Like the despised Carpetbaggers of yore, Graham plans to exploit the humanitarian crisis using tactics that smack of coercion, by subjecting vulnerable Iraqis to his Faustian
Christ-for-food program.
Graham, who has called Islam "a wicked religion", views the US military and its wars in the Muslim world as the perfect vehicles for missionary work in the difficult "
10/40 Window". The 10/40 Window is evangelical Christian-speak for the rectangle with boundaries of latitudes 10 and 40 degrees north of the equator; encompassing most of the Muslim World.
From Bosnia to Iraq, the evangelical Christian leader and his missionaries have long seen military battlefields as their personal mission field. They rode with IDF convoys into Lebanon during Israel's 1982 invasion to reach Palestinian refugees, preached pretentiously to Kurds fleeing Saddam's forces in 1991 and sheltered and proselytized young Bosnian Muslim girls who had been raped by Orthodox Christian Serbs.
A thought that struck Graham in the Spring of 1991 shortly before the Kurds were betrayed by America and slaughtered in droves by Saddam's military is telling:
"What a time to preach the gospel to these people! America is number one with them right now. They're eager to listen to anything we have to say!"
Graham and his group have repeatedly used the heightened vulnerability that war brings to target those in uniform, POWs, refugees, and civilians with physical assistance and "spiritual ammunition."
"I think we need to do all we can to use [the US military] presence," Graham urged his followers during the 1990 Operation Desert Shield, "to share with the people of that region the faith that our nation was built on."
During the Persian Gulf military build-up in 1990 and ensuing war in 1991, Graham made creative use of "embedded" fundamentalist Christian sympathizers in the chaplain corps, officer corps, and rank and file.
Under the Cover of Operation Dear Abby, in which the advice columnist urged Americans to write letters of encouragement to anonymous soldiers, Graham's followers mailed over 200,000 Arabic-language Christian tracts to US troops based in Saudi Arabia.
"Let them know you are praying that God will protect them," Graham instructed participants in his grassroots letter-writing campaign to send Christian tracts to Saudi Arabia. "Subtly drop the hint that while they are in Saudi Arabia, they may have an opportunity to share it with someone."

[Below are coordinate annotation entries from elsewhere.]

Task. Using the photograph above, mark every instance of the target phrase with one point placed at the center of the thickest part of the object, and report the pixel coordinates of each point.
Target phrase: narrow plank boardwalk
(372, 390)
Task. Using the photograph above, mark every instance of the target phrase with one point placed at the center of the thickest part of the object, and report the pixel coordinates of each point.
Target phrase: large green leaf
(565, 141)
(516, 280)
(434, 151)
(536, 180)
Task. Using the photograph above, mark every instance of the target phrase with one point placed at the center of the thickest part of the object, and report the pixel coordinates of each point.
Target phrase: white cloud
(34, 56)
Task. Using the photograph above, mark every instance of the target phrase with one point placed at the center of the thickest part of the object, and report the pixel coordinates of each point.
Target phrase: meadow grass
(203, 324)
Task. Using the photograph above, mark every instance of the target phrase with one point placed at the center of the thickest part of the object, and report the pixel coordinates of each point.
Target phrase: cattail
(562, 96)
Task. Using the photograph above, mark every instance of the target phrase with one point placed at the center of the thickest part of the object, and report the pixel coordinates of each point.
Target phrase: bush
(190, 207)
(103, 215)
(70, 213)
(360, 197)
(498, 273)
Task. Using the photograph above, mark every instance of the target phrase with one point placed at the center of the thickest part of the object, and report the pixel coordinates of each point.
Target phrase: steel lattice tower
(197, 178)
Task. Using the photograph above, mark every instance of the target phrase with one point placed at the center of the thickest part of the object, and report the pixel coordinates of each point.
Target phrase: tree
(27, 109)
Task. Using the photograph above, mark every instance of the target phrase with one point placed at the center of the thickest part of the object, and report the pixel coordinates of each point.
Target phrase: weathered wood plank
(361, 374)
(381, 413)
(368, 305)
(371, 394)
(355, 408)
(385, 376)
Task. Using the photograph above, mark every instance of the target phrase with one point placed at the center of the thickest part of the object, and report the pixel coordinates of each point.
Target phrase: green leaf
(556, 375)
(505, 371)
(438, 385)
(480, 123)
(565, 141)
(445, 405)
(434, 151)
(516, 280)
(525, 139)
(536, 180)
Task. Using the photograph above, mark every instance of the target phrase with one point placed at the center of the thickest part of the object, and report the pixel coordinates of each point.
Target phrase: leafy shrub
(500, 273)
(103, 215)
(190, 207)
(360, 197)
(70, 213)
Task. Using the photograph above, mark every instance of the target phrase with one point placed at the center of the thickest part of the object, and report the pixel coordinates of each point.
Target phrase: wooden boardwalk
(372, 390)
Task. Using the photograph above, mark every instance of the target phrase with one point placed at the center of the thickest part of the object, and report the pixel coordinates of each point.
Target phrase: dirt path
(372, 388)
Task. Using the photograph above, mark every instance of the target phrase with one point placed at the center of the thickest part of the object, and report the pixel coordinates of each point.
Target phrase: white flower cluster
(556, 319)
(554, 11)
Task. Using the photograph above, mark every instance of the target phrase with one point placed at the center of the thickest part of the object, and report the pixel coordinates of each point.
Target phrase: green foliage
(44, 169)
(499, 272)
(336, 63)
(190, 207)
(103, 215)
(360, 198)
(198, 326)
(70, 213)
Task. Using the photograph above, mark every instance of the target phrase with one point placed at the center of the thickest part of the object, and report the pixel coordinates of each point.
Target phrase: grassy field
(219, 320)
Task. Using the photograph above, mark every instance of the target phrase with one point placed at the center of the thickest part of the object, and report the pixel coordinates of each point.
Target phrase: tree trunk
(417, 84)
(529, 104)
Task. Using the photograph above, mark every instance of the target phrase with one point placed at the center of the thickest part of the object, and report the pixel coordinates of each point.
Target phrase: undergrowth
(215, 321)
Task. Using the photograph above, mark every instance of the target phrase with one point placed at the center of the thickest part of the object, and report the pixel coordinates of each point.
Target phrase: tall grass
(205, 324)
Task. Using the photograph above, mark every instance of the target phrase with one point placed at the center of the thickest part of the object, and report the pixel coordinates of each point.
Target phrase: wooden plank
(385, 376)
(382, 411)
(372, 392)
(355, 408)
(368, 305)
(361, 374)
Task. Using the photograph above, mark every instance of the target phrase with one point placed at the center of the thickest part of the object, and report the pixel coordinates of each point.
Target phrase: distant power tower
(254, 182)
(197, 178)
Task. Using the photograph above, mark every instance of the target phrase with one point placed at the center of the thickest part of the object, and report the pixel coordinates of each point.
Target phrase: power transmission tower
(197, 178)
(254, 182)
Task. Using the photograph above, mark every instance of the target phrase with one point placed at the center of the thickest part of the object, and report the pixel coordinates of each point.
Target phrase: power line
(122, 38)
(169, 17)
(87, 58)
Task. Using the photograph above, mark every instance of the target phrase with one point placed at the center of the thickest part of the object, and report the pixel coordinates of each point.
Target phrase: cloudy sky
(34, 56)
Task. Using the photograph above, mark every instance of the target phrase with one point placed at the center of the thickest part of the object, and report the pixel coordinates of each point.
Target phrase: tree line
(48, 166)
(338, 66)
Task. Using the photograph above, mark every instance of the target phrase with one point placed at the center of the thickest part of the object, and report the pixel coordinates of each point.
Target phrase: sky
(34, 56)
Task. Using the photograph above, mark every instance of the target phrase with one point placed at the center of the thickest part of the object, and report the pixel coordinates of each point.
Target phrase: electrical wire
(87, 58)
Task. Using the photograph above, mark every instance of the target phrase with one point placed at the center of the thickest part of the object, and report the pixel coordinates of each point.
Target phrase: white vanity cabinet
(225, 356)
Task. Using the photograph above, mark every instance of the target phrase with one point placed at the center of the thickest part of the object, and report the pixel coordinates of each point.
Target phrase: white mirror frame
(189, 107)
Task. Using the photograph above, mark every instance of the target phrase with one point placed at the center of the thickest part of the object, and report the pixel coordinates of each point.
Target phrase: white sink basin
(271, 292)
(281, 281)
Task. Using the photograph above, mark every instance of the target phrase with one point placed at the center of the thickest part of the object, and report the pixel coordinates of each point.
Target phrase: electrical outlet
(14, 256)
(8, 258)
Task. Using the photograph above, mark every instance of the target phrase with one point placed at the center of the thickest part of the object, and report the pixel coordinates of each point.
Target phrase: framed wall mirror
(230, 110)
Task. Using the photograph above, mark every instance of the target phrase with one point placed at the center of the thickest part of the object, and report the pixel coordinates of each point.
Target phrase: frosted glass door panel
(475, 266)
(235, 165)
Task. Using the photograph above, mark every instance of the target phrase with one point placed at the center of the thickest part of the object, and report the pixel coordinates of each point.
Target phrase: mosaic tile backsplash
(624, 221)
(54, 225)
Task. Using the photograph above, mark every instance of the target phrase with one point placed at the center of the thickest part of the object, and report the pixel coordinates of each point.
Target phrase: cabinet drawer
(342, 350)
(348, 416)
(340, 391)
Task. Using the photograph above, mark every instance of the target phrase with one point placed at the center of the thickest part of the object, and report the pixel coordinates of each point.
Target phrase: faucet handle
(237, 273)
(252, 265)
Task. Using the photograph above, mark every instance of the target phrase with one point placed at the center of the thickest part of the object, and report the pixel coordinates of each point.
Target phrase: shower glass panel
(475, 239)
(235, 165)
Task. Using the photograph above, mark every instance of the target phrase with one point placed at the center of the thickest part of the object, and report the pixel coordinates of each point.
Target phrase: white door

In December 1990, Graham followed with a bolder campaign. His
Samaritan's Purse organization helped send over 30,000 holiday gift packages to men and women in uniform that included a New Testament in Arabic.
Graham was later "touched most deeply" by a letter from an A-10 Thunderbolt "tank-killer" pilot. "Just two weeks earlier I had been trying to kill those guys," the pilot told Graham. "Then I found myself in an army hospital talking with an Iraqi POW. I gave him the Arabic New Testament."
Graham's activities had attracted the attention of the Saudis and US General Norman Schwartzkopf, who ordered a military chaplain to confiscate all of Graham's Bibles and tracts and return them. Disturbingly, the chaplain later confided in Graham that he and others largely ignored "Stormin' Norman" Schwartzkopf's orders. Instead, the Saudi-based chaplain brazenly requested Graham send more Arabic-language Bibles because he had befriended a "believer who has organized a distribution system for the tracts and the New Testaments."
In the current war in Iraq, an evangelical Christian chaplain has been using coercive Graham-style tactics at Camp Bushmaster near Najaf. Army 5th Corps chaplain Josh Llano, apparently exploiting a water shortage which has forced soldiers to go without bathing, has used a 500-gallon pool of clean, cool water under his control to gain converts.
"It's simple," Llano told a Knight-Ridder reporter. "They want water. I have it, as long as they agree to get baptized."
Meanwhile, back at the Pentagon, the latest word is that Franklin Graham has been invited to lead Good Friday Prayers, despite the objections of some in the Chaplains Corps. Poised to exploit war-weary Iraqis, Franklin Graham is more than ready for a Carpetbagging crusade, neatly dovetailing with the messianic militarist zeitgeist.